Clothing in Literature

(Almost) every fictional character wears something, so clothing is a big part of literature, right? Actually, often not. But apparel can be unusually prominent in certain novels — and can say a lot about protagonists and how they’re viewed by others.

After all, a character’s garb might signify wealth or poverty, good taste or bad taste, a certain ethnicity, major life changes, flirtatiousness, machismo,and much more. So, let’s get in “gear” and cite some examples…

I’m still reading Irving Stone’s The Agony and the Ecstasy, and one memorable part of that biographical novel about Michelangelo is the contrast between him and another legendary artist — Leonardo da Vinci. Michelangelo (1475-1564) is the scrappy younger upstart who’s often too poor and always too obsessed with work to pay much attention to what he wears, while the more patrician da Vinci (1452-1519) dresses quite well.

Then there’s the scene in Margaret Mitchell’s Gone with the Wind in which Scarlett O’Hara wears a dress made from a green curtain. That illustrates her determined attempt to persevere during bad times, though it doesn’t help her get a much-needed $300 from Rhett Butler to pay the taxes on Tara.

Take away a “t” from the name Scarlett, and you have part of The Scarlet Letter title. In Nathaniel Hawthorne’s classic, Hester Prynne is required to wear an outfit with a sewed-on “A” for adultery that obviously spotlights her outcast status, though Hester’s likable stoicism is such that we feel the “A” stands for “admirable.”

Also admirable is the down-to-earth title character in Charlotte Bronte’s Jane Eyre who refuses to dress like a wealthy woman after getting engaged to the rich Rochester — a big contrast to the finery worn by Blanche Ingram, the shallow snob Rochester was supposedly interested in. Jane even wears modest attire to her fateful wedding ceremony.

And the Jane Eyre scene featuring a certain major character dressed as a fortune-teller exemplifies how clothing can be used as a disguise in literature. Quite the case as well in Isabel Allende’s Daughter of Fortune, in which protagonist Eliza Summers disguises herself as a man to help get by in the male-dominated milieu of California’s 1849 Gold Rush.

It wasn’t the case with Jane, but one’s income usually affects the way a character dresses. There are few better examples of that than in the Mark Twain role-reversal novels The Prince and the Pauper and Pudd’nhead Wilson. If a rich person looks poor and a poor person looks rich, clothes are a big cue for buying into that mistaken identity.

When Delia Grinstead suddenly leaves her husband and almost-grown children in Baltimore to live in a small Maryland town, she buys a distinguished-looking gray dress that helps change her psychological identity from unappreciated homemaker to assured professional. That’s in Anne Tyler’s Ladder of Years.

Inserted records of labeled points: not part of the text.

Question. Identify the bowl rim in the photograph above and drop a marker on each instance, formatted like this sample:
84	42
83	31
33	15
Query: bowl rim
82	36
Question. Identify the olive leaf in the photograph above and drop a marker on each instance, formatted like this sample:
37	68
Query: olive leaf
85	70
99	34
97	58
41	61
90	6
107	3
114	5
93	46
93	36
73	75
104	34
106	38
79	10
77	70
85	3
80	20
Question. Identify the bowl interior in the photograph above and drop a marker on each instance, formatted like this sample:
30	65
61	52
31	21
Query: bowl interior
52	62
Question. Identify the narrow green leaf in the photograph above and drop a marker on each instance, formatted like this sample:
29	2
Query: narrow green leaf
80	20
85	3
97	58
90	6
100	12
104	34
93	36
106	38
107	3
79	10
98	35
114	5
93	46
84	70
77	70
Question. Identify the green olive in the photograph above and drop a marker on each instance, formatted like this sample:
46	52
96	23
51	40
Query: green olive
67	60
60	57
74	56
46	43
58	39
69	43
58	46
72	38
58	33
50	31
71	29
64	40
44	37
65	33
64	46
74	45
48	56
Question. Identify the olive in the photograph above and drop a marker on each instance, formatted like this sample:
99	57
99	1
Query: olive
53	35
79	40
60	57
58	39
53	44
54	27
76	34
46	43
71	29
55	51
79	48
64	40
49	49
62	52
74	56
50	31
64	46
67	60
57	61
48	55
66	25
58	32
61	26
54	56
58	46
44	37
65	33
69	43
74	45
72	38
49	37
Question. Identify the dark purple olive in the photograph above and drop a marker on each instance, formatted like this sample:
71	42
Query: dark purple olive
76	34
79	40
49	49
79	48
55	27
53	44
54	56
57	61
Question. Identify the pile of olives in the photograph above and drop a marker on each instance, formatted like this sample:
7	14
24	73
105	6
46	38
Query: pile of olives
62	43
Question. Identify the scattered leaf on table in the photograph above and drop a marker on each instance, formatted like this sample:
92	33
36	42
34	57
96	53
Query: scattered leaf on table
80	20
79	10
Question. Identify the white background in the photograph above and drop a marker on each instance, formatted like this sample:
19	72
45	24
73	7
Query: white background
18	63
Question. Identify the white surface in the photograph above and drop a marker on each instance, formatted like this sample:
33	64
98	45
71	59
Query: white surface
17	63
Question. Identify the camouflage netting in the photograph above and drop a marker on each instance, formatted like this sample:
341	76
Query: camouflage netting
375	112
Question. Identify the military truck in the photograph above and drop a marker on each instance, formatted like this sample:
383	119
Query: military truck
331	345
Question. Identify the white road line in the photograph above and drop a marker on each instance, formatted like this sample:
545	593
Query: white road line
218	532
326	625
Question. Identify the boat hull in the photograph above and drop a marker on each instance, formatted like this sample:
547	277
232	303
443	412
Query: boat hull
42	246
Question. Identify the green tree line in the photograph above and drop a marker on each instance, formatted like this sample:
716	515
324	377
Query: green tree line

Former Irani military man Massoud Behrani leaves his American abode each day wearing an immaculate suit before changing into a work outfit for his menial job picking up litter in Andre Dubus III’s House of Sand and Fog. Obviously, clothing can say a lot about ego, pride, and keeping up appearances.

In sports novels, the way characters look in uniform vs. everyday togs can be telling. Baseball phenom Joe Castle is the picture of youth and success in his Chicago Cubs uniform, but becomes a poignant figure in small-town groundskeeper garb after tragedy strikes in John Grisham’s Calico Joe.

Speaking of genre novels, it would take a whole other post to describe how important a person’s and a society’s wardrobe is in many time-travel, science-fiction, and fantasy books.

Novels can even have clothing references in their titles, which certainly give garments a prominent place in such books. One example is Herman Melville’s White-Jacket, named after a 19th-century naval uniform (military attire is often found in fictional works). There’s also Sloan Wilson’s The Man in the Gray Flannel Suit, about matters such as conformity and materialism; and Ann Brashares’ The Sisterhood of the Traveling Pants.

And clothing can be a major book theme in addition to something characters wear. For instance, Emile Zola’s The Ladies’ Delight is set in a 19th-century department store that sells all kinds of women’s apparel, even as that big-box behemoth devastates small shops and the surrounding Parisian neighborhood. Not a result that leaves readers in “stitches,” though the novel also has a romantic aspect.